En lo pantomímico, aunque se trata de la descripción de una lucha a muerte (que, por su propia naturaleza, se basa esencialmente en lo dinámico: cfr. las batallas tradicionales de la épica clásica, a lo Ercilla o a lo Juan de Castellanos, en las que se suele entrar de lleno, inmediatamente, en la acción armada) la inmovilidad (el grado cero del movimiento) tiene, a su vez, una parte esencial, preparando el desenlace del movimiento mismo: el indio, después de desatadas las boleadoras, se queda «aguardando con vigilancia» (v. 1146); los dos contrincantes se mantienen inmóviles mientras se miran recíprocamente en los ojos (vv. 1949-50); el tiempo pasa, el asunto urge, el indio no se mueve... (vv. 1189-94). Sólo después de estos dilatados prolegómenos se desencadena propiamente la acción esperada.

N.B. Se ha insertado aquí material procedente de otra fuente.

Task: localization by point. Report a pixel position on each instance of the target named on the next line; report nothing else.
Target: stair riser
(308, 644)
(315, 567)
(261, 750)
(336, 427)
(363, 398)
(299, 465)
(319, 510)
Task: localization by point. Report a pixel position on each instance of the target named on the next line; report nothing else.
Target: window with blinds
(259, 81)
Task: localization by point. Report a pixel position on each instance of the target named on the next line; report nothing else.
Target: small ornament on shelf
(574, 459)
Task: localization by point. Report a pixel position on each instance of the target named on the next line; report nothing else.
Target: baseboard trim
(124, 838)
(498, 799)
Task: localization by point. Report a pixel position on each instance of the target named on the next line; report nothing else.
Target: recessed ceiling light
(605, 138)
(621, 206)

En cuanto a lo sonoro (que en la épica clásica hispánica tiene un valor predominante: los contrincantes se hablan, se gritan, se insultan...), el silencio no sólo tiene, a su vez, una parte esencial, sino que lo envuelve todo: ninguna de aquellas «tres figuras imponentes» habla durante toda la escena. Los dos hombres pelean «mudos, sin decir palabra» (v. 1284), «Teniendo allí de testigo / A una mujer afligida» (vv. 1289-90) que tampoco pronuncia palabra alguna. El mismo ambiente que hace de entorno a «Aquel duelo, en el desierto» (el grado cero del contexto) está sumergido en el silencio (el grado cero del sonido). Los únicos sonidos que recorren la escena en su punto más álgido son sonidos fonatorios pero sin articular y deshumanos, representados por gritos, aullidos y alaridos...; aparte del gesto-sonido del sollozo, éste sí bien humano y (para el gaucho) bien femenino, de aquella mujer dolorida al final del canto, de rodillas en el suelo, pidiendo amparo a la Madre de Dios. Luego «se alzó, con pausa de leona» y, sin dejar de llorar, envolvió en unos trapitos los pedazos de su criatura (aquel gesto pausado «de leona» representa, a mi juicio, la cumbre de la expresividad pantomímica y, a la vez, un altísimo logro poético). Martín Fierro, en cambio, no llora ni habla. Como lo acabamos de ver, se limita a ayudarle, juntando los pedazos... En silencio: la palabra debe de habérsele petrificado en la garganta.